Step 7: Submit Pull Request

# Create a new branch
git checkout -b scenario-N-your-scenario-name

# Add your files
git add manifests/scenario-N/
git add scripts/N_scenerio.sh
git add scenerio/README.md

# Commit with descriptive message
git commit -m "Add Scenario N: [Your Scenario Title]
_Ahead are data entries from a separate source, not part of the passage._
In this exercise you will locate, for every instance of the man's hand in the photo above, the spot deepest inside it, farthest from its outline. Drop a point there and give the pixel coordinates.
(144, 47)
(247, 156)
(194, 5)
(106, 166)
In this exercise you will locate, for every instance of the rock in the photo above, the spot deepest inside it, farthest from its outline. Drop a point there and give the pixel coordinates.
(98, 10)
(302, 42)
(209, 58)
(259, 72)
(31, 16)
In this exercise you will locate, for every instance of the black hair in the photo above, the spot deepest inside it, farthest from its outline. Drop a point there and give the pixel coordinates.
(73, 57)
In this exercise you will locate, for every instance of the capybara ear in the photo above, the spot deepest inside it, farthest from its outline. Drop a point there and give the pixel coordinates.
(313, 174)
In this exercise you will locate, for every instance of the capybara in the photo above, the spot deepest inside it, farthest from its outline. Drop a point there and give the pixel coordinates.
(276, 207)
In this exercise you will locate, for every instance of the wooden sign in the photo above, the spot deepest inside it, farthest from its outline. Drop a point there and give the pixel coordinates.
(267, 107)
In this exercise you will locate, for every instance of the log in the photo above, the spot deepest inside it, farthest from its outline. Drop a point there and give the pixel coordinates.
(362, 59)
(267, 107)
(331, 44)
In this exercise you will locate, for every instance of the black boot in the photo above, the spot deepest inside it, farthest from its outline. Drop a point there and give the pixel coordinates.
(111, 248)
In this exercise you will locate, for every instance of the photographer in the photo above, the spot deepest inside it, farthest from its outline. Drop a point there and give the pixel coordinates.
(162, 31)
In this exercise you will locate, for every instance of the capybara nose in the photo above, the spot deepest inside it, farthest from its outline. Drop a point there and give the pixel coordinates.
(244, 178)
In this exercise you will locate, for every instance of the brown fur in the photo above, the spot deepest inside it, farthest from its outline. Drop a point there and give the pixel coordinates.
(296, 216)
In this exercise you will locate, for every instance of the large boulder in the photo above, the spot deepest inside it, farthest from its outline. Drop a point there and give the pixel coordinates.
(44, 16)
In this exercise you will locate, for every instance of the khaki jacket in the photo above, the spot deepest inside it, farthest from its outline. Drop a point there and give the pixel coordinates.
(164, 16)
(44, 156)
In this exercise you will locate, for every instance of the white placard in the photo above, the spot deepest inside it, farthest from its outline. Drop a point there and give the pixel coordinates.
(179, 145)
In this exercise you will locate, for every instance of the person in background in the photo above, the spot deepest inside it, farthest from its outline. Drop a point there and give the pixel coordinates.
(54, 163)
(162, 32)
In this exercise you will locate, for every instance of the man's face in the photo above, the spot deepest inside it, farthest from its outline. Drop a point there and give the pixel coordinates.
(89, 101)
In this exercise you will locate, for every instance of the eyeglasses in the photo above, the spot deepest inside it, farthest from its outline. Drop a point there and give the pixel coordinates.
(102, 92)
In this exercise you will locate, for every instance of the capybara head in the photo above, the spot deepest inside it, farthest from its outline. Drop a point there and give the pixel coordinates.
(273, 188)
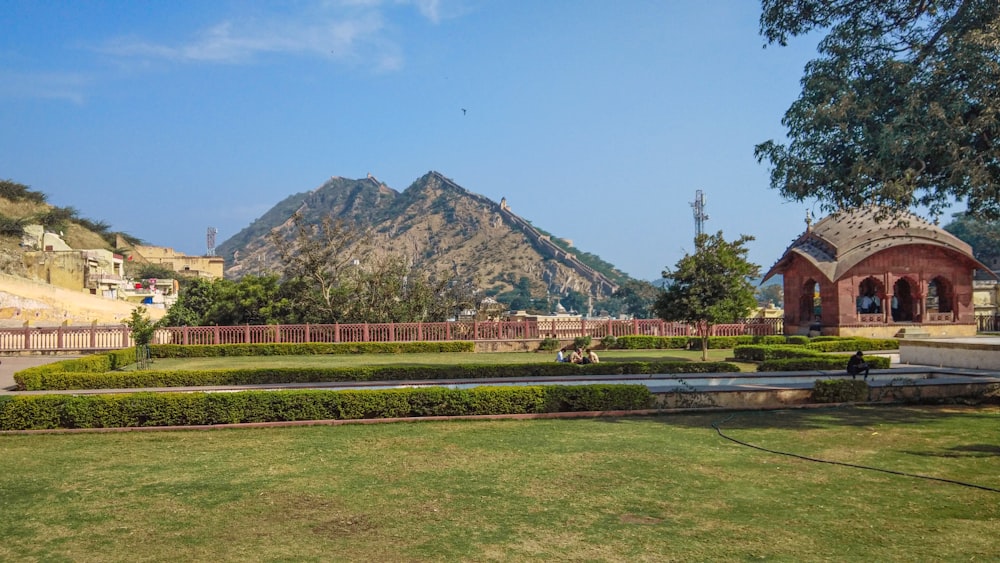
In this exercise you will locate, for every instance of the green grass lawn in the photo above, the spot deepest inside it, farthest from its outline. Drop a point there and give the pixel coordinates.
(450, 358)
(616, 489)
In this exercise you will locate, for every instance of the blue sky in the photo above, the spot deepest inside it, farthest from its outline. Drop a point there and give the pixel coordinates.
(597, 121)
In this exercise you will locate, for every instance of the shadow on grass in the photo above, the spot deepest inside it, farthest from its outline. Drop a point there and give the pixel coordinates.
(972, 450)
(825, 417)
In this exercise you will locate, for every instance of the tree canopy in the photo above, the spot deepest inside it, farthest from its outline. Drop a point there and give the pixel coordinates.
(710, 286)
(899, 110)
(982, 236)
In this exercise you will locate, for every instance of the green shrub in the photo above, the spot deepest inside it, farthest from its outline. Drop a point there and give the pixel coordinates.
(549, 344)
(312, 348)
(759, 353)
(853, 344)
(26, 412)
(652, 342)
(820, 362)
(267, 376)
(840, 391)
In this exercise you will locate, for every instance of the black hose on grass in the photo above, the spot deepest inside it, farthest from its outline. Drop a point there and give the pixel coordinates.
(716, 424)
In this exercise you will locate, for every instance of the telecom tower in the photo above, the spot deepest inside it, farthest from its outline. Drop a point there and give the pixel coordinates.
(210, 240)
(699, 213)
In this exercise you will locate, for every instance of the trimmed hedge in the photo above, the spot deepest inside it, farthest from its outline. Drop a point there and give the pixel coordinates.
(758, 353)
(186, 409)
(840, 391)
(820, 362)
(118, 359)
(853, 344)
(312, 348)
(692, 342)
(40, 380)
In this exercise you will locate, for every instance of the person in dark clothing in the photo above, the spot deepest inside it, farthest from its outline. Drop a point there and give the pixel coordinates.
(856, 365)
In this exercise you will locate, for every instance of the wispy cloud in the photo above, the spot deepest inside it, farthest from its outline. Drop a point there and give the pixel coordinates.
(350, 31)
(65, 86)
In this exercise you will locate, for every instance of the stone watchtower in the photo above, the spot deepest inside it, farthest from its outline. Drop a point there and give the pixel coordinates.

- Demonstrates [key failure mode]
- Includes [components used]
- Tests [agent capability]
"

# Push to your fork
git push origin scenario-N-your-scenario-name

# Open PR on GitHub

PR Description Template:

## Scenario N: [Your Scenario Title]

### Description
[Brief description of the scenario and what it demonstrates]

### Failure Mode
- **Trigger**: [What causes it]
- **Impact**: [Service disruption]
- **Components**: [ArgoCD, HPA, etc.]

### Testing
- [x] Tested in new Kind cluster
- [x] Tested in existing cluster
- [x] Tested with custom kubeconfig
- [x] Documentation complete
- [x] Script follows conventions

### Related Issues
Closes #[issue-number] (if applicable)

### Screenshots/Logs
[Optional: Include example output]

Scenario Design Patterns

Pattern 1: GitOps Drift Scenario

Use Case: Configuration or deployment issues

# Deploy via ArgoCD
cat <<EOF | kubectl apply -f -
apiVersion: argoproj.io/v1alpha1
kind: Application
metadata:
  name: your-app
  namespace: argocd
spec:
  source:
    repoURL: ${GIT_REPO}
    targetRevision: ${GIT_BRANCH}
    path: ${MANIFEST_PATH}
  destination:
    server: https://kubernetes.default.svc
    namespace: ${NAMESPACE}
EOF

When to Use:

Deployment strategy issues
Configuration drift
Image update problems
Rollout failures

Pattern 2: Runtime Failure Scenario

Use Case: Operational or infrastructure issues

# Direct kubectl apply
kubectl apply -f manifests/scenario-N/

# Trigger runtime failure
kubectl scale deployment app --replicas=0 -n ${NAMESPACE}

When to Use:

Connection pool issues
Resource pressure
Monitoring failures
Network problems

Pattern 3: Resource Pressure Scenario

Use Case: Scaling or resource issues

# Install metrics-server
kubectl apply -f https://github.com/kubernetes-sigs/metrics-server/releases/latest/download/components.yaml

# Create HPA with misconfiguration
kubectl apply -f manifests/scenario-N/hpa.yaml

When to Use:

HPA misconfiguration
Node pressure
OOMKilled pods
Cluster autoscaler issues

Best Practices

Manifest Design

Use Comments: Clearly mark intentional misconfigurations
Realistic Resources: Use production-like resource requests/limits
Health Checks: Include probes that will fail during the incident
Logging: Add verbose logging to show the failure progression
Labels: Use consistent labels for easier querying

Script Design

Prerequisites: Check for all required tools
Error Handling: Use set -e and handle failures gracefully
Progress Indicators: Show what's happening at each step
Timeouts: Use reasonable timeouts for kubectl wait commands
Cleanup: Always offer cleanup options

Documentation

Clear Title: Describe the failure mode concisely
Propagation Path: Show how the failure cascades
Detection Signals: List observable symptoms
Prevention: Include actionable best practices
Related Scenarios: Link to similar scenarios

Getting Help

Questions: Open a GitHub Discussion
Bugs: Open a GitHub Issue
Ideas: Start with a GitHub Discussion before implementing
Review: Tag maintainers in your PR for review

Code of Conduct

Please be:

Respectful - Be kind to other contributors
Constructive - Provide helpful feedback
Collaborative - Work together to improve scenarios
Patient - Reviews take time

Recognition

Contributors will be:

Listed in the repository contributors
Credited in the scenario documentation
Mentioned in release notes

Thank you for contributing to SRE-bench!